Cragg, who holds the Irish 10,000m record with 27:39.55 and has also run 5000m in 13:07.10, both times being clocked in 2007, has the initial target of running under 2:16 so that he has the qualifying time for the World Championships later this year and also the 2012 Olympic GamesHowever, the Irish record for the classic distance, which has stood at 2:09:15 to John Treacy since 1988, may not be beyond the pale.

Cragg has struggled with injuries in recent years and failed to finish the 5000m final at both the 2008 Olympic Games and the 2010 European Athletics Championships but recently finished second at the RNR Arizona Half, in the USA, in 63:22 to show he’s injury-free again.

He could potentially be the leading European runner in the famous race as most of the continent’s other top marathon men, including the three medallists from the 2010 European Athletics Championships in Barcelona last summer, have decided to run in the Virgin London Marathon the day before.

Russia’s Galina Bogomolova tops the Boston elite women’s entry list with her time of 2:20:46, which she set at the 2006 Chicago Marathon.
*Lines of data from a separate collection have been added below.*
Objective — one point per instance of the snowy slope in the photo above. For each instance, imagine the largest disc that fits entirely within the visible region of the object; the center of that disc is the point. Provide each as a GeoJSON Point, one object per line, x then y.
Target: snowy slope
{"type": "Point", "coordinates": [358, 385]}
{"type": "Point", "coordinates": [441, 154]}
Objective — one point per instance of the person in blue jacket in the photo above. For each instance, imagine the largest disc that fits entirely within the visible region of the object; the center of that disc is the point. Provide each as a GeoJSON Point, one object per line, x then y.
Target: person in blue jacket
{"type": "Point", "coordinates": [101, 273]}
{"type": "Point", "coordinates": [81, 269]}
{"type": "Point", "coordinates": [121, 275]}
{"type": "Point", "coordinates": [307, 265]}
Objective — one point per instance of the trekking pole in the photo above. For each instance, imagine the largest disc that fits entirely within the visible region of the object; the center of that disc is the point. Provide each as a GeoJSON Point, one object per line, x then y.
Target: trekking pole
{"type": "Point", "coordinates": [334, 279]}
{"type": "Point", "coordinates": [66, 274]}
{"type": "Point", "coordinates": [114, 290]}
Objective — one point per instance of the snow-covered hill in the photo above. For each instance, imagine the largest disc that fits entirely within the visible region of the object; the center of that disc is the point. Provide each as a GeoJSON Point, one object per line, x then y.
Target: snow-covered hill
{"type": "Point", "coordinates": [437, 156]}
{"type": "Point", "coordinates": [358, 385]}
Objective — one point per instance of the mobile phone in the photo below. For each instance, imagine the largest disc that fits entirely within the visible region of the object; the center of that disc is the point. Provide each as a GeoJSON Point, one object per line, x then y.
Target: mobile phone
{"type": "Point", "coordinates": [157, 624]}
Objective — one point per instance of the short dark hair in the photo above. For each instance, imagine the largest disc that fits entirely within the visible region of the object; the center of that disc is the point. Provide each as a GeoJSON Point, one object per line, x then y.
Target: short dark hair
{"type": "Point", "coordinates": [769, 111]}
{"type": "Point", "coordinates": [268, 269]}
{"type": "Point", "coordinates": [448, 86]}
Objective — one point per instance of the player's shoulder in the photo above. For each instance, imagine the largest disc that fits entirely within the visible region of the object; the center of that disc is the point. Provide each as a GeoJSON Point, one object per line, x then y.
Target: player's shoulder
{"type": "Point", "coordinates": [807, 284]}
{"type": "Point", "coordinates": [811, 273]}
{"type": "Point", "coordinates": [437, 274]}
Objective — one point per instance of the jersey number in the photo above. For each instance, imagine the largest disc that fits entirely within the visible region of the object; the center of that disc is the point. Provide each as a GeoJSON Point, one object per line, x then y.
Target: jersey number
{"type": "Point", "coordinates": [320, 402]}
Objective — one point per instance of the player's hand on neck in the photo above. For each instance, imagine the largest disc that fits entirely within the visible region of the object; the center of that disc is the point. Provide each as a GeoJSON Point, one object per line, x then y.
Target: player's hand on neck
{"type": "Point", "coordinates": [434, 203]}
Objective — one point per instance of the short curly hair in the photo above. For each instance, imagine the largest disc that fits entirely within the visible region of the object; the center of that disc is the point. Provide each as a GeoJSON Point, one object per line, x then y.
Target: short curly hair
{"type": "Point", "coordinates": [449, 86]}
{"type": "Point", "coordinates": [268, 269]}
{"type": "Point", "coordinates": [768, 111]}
It will be her first marathon since she gave birth to her daughter Kseniya last February.

She lies fourth on the European all-time list for the event, behind Great Britain’s world record holder Paula Radcliffe (2:15:25), Germany’s Irina Mikitenko (2:19:19) and her compatriot Liliya Shobukhova, who took Bogomolova’s Russian record when she ran 2:20:25 in the Chicago Marathon last October.

Bogomolova, now 33, was fourth in the 2006 European Athletics Championships 10,000m and also the 2002 SPAR European Cross Country Championships silver medallist but failed to finish the marathon at both the 2007 World Championships and 2008 Olympic Games.

Other European women making the trip across the Atlantic in two months time include the Russian pair of Tatyana Pushkareva and Silvia Skvortsova, who have bests of 2:26:14 and 2:26:24 respectively; and also Ukraine’s Yuliya Ruban, who has run 2:27:44.